Defining What It Means To Be Liberal

Louis Menand is a literary critic who was influenced greatly by Lionel Trilling. His piece on Trilling's life in the New Yorker a few weeks back had some great insights on the concept of what it means to be a liberal. Some of the highlights follow:

  • And there are, as a matter of political theory, very different types of liberals. There is, in Isaiah Berlin’s famous distinction, the liberal who believes in negative liberty, “freedom from,” and the liberal who believes in positive liberty, “freedom for.” There is the classical liberalism of free markets and individual rights, and the left liberalism of state planning and class solidarity.

  • A liberal is a person who believes that the right economic system, the right political reforms, the right undergraduate curriculum, and the right psychotherapy will do away with unfairness, snobbery, resentment, prejudice, neurosis, and tragedy. The argument of “The Liberal Imagination” is that literature teaches that life is not so simple—for unfairness, snobbery, resentment, prejudice, neurosis, and tragedy happen to be literature’s particular subject matter.

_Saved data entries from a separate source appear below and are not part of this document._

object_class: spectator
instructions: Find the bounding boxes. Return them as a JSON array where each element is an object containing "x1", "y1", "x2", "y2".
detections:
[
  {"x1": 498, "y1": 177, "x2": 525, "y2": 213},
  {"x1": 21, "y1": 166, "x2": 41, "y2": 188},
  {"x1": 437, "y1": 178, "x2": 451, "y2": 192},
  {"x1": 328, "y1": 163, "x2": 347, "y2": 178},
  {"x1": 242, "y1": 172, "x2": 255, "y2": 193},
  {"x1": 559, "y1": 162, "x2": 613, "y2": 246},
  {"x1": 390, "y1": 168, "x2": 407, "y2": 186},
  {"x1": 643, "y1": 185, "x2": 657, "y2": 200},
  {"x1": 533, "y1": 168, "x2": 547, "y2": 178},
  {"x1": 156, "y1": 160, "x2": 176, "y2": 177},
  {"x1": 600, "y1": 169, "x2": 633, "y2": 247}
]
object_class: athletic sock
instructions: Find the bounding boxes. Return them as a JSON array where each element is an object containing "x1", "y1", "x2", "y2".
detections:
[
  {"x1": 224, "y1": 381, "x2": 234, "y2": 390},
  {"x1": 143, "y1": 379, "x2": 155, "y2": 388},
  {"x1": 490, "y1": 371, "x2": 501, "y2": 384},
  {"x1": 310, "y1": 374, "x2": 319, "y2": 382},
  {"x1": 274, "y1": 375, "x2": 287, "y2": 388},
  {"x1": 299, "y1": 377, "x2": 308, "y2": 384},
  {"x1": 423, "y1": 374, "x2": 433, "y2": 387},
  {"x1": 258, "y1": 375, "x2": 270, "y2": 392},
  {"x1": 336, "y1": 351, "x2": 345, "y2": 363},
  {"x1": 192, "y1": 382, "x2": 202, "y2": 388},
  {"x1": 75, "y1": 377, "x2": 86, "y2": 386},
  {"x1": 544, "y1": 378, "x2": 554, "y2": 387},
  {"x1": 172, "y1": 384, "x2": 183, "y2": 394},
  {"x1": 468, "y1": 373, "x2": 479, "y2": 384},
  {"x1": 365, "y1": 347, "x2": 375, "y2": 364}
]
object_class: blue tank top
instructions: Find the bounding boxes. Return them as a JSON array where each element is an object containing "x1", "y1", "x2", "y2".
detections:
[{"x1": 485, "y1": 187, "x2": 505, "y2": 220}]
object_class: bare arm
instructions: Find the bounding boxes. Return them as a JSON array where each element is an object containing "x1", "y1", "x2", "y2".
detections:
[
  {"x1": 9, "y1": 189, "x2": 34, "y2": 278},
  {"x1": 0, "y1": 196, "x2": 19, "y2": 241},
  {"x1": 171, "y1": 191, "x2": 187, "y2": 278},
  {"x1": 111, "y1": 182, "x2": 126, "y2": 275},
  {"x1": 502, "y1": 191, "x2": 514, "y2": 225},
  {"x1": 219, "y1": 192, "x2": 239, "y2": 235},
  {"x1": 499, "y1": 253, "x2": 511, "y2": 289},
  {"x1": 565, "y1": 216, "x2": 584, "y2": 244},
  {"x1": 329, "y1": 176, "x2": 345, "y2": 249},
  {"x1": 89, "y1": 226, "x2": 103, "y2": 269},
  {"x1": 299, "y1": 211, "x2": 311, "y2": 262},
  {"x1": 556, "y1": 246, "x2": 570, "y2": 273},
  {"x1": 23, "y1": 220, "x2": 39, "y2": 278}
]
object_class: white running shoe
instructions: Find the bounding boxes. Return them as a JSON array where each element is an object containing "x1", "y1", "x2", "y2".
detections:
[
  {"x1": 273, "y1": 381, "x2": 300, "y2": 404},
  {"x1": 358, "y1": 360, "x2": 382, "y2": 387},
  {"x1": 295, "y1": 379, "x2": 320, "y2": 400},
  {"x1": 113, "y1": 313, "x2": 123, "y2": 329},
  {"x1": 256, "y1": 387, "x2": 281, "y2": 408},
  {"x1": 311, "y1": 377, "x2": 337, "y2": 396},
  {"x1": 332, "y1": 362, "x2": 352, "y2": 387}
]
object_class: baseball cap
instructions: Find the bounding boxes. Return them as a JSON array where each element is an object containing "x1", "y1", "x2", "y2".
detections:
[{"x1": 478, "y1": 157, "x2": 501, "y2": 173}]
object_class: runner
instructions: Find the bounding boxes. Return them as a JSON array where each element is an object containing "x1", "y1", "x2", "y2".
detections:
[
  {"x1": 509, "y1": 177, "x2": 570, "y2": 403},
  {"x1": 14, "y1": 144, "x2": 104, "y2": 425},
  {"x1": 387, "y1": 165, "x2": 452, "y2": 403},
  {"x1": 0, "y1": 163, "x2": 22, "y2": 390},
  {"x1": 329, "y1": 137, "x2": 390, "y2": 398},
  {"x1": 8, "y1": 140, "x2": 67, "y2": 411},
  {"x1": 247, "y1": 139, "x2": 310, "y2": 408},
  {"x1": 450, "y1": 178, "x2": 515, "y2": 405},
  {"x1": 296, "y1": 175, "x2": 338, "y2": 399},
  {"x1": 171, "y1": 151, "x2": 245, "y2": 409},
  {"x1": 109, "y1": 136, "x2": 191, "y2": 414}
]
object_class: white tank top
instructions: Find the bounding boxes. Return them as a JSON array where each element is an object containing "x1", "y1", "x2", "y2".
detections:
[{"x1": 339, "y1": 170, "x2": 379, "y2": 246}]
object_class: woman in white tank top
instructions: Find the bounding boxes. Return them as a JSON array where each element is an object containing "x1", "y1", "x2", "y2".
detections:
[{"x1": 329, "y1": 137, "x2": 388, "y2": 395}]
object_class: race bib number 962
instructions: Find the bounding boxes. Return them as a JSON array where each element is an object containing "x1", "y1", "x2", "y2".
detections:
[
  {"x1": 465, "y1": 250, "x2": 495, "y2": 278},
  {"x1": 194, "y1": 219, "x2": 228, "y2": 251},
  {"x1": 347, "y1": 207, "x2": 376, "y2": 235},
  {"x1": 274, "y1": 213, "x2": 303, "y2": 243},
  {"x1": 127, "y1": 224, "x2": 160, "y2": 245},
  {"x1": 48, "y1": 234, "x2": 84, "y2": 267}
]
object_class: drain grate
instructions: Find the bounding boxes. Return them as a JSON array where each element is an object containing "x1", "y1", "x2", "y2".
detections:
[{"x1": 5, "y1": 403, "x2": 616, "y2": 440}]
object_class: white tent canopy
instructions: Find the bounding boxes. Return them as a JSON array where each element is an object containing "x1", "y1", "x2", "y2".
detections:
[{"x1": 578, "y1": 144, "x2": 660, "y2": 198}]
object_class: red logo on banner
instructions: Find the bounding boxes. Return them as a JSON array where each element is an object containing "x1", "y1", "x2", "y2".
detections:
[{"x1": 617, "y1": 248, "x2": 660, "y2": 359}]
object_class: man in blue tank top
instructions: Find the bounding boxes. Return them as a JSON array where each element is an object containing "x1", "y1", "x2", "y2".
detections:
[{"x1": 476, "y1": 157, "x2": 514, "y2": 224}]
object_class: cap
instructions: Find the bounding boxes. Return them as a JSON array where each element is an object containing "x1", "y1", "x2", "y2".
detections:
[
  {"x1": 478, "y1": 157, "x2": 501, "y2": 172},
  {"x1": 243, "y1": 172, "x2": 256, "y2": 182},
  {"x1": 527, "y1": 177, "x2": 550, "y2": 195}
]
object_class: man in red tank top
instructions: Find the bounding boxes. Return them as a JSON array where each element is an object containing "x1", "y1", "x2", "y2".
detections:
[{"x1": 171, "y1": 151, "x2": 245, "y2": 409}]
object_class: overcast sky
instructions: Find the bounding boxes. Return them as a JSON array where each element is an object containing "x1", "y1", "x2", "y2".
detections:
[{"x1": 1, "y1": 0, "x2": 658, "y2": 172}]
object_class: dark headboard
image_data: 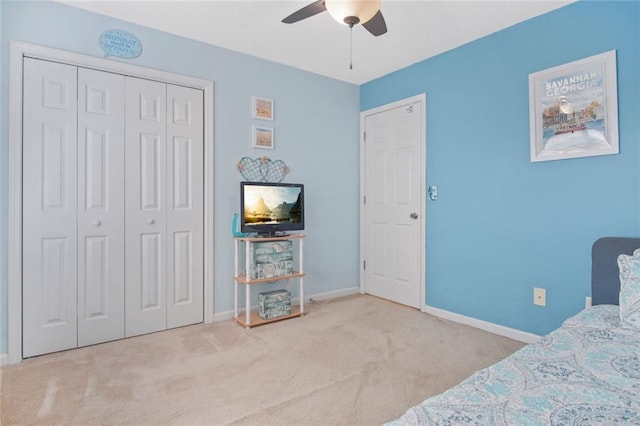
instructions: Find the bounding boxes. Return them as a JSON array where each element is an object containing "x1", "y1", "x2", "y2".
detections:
[{"x1": 592, "y1": 237, "x2": 640, "y2": 305}]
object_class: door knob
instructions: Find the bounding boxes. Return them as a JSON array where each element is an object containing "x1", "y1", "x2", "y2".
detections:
[
  {"x1": 147, "y1": 219, "x2": 155, "y2": 225},
  {"x1": 93, "y1": 220, "x2": 102, "y2": 227},
  {"x1": 409, "y1": 212, "x2": 419, "y2": 219}
]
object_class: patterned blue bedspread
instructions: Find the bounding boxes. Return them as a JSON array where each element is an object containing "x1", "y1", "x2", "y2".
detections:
[{"x1": 389, "y1": 305, "x2": 640, "y2": 425}]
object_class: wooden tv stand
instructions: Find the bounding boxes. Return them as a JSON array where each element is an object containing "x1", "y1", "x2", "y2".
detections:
[{"x1": 233, "y1": 234, "x2": 305, "y2": 328}]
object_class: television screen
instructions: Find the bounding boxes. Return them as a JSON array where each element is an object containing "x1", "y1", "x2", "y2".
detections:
[{"x1": 240, "y1": 181, "x2": 304, "y2": 236}]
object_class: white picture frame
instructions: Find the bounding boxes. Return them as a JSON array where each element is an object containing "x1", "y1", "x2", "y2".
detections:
[
  {"x1": 253, "y1": 96, "x2": 274, "y2": 121},
  {"x1": 253, "y1": 126, "x2": 274, "y2": 150},
  {"x1": 529, "y1": 50, "x2": 619, "y2": 162}
]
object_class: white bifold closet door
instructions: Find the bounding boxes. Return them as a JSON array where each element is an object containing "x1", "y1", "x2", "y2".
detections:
[
  {"x1": 165, "y1": 84, "x2": 204, "y2": 329},
  {"x1": 77, "y1": 67, "x2": 126, "y2": 347},
  {"x1": 22, "y1": 57, "x2": 203, "y2": 358},
  {"x1": 23, "y1": 58, "x2": 80, "y2": 358},
  {"x1": 124, "y1": 78, "x2": 168, "y2": 337},
  {"x1": 124, "y1": 78, "x2": 204, "y2": 337},
  {"x1": 22, "y1": 59, "x2": 126, "y2": 356}
]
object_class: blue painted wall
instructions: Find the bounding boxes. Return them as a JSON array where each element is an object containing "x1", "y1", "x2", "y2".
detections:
[
  {"x1": 362, "y1": 1, "x2": 640, "y2": 335},
  {"x1": 0, "y1": 1, "x2": 360, "y2": 354}
]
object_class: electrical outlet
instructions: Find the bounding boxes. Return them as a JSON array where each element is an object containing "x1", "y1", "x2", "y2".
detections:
[{"x1": 534, "y1": 287, "x2": 546, "y2": 307}]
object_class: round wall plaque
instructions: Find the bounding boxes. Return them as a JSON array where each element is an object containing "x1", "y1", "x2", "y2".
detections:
[{"x1": 99, "y1": 30, "x2": 142, "y2": 59}]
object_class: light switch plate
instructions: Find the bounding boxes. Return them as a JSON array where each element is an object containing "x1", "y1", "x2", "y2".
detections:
[{"x1": 428, "y1": 185, "x2": 438, "y2": 201}]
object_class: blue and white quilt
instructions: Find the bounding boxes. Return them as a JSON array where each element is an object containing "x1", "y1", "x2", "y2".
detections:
[{"x1": 389, "y1": 305, "x2": 640, "y2": 425}]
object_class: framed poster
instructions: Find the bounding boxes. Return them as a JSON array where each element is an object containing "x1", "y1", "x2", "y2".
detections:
[
  {"x1": 529, "y1": 50, "x2": 618, "y2": 162},
  {"x1": 253, "y1": 96, "x2": 274, "y2": 121},
  {"x1": 253, "y1": 126, "x2": 274, "y2": 150}
]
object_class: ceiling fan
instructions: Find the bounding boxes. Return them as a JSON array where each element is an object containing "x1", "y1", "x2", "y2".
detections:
[{"x1": 282, "y1": 0, "x2": 387, "y2": 37}]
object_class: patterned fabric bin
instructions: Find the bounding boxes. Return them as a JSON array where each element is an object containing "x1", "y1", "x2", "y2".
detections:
[
  {"x1": 249, "y1": 240, "x2": 293, "y2": 280},
  {"x1": 258, "y1": 289, "x2": 291, "y2": 320}
]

  • For books, including the Great ones, are social products “all the way down.” They do not come from some place outside the system, and they do not represent an independent alternative to the way things are. They are among the things that are, even when they belong to what Trilling called “the adversary culture”—even when they reject conventional ways of thinking and behaving. The adversarial is part of the system; it helps to hold the other parts in place. Responsible liberal people feel better adjusted for having an appreciation of art and ideas that are contemptuous of the values of responsible liberal people. It helps the world seem round.

These selections, especially the last segment, frame succinctly the attraction self-proclaimed liberals have towards counter-culture. The question begs to be asked, to what extent and to what end do you embrace subversive ideas and the adversarial culture?